Herr Nura, einen modernen, hellen und freundlichen Supermarkt haben Sie da. Auffällig für uns natürlich die umfangreiche Weinabteilung. Welchen Stellenwert hat denn Wein grundsätzlich in Ihrem Sortiment?

Wie Sie selber sehen, einen wirklich hohen! Wir haben insgesamt rund 450 Weine im Angebot, davon rund ein Drittel regionale Weine. Das ist eine sehr ordentliche Range, um allen Geschmäckern und Kundenwünschen nachkommen zu können – vom gelegentlichen Weintrinker bis hin zum absoluten Weinkenner.
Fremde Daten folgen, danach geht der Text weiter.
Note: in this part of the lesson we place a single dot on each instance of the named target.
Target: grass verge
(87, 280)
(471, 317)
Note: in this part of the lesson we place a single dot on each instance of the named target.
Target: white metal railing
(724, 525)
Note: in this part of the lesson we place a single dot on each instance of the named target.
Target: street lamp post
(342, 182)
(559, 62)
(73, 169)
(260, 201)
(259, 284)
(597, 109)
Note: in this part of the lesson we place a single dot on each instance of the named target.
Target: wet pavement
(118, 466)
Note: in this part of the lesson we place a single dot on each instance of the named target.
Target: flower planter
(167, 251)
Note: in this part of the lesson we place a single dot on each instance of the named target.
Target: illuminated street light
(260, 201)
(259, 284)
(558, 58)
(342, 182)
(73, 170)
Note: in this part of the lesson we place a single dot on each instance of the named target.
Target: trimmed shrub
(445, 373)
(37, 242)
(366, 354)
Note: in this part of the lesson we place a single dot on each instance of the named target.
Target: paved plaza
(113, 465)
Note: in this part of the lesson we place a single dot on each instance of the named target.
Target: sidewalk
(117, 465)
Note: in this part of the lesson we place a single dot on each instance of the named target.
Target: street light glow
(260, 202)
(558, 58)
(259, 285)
Wie wichtig sind Ihnen die Weine aus der schwäbischen Nachbarschaft, genauer die Weine aus Württemberg?

Regionale Produzenten bzw. regionale Produkte gewinnen bei den Verbrauchern immer mehr an Bedeutung. Regionale Produkte haben kürzere Transportwege – die Lebensmittel sind dadurch frisch und der Energie- und Rohstoffverbrauch ist geringer. Durch die Förderung der regionalen Erzeuger werden die Einkommen der lokalen Landwirte bzw. Winzer gesichert. Hinzu kommt, dass unsere Kunden natürlich ein gewisses Vertrauen in regionale Produkte haben. Sie kennen natürlich die Weine aus der Nachbarregion und unterstützen diese gern. Wir führen zum Beispiel Weine aus der Weinmanufaktur Untertürkheim, aus den Fellbacher Weingärten und dem Cannstätter Zuckerle. 
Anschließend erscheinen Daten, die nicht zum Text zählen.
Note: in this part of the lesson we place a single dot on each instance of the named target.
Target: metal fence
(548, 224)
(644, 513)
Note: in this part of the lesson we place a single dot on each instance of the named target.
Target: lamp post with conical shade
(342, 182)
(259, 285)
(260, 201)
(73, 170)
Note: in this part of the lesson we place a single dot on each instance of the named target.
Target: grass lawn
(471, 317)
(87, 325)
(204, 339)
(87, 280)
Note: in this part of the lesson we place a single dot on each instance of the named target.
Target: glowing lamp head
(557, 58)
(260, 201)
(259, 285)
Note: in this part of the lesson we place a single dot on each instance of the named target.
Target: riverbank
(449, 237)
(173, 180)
Was zeichnet Ihrer Meinung nach die Weine der Württemberger Genossenschaften besonders aus?

In erster Linie natürlich die Qualität! Egal, ob süß und fruchtig oder als Rebsortenwein – die Qualität ist das Ausrufezeichen der Württembergischen Genossenschaften. Das hat sich ja auch bei der Verkostung in unserem Markt gezeigt. Es ist überhaupt kein Problem, den passenden Wein für jeden Weinfreund und jeden gewünschten Geschmack zu finden, der zum individuellen Budget passt, das man für seinen Lieblingswein ausgeben möchte.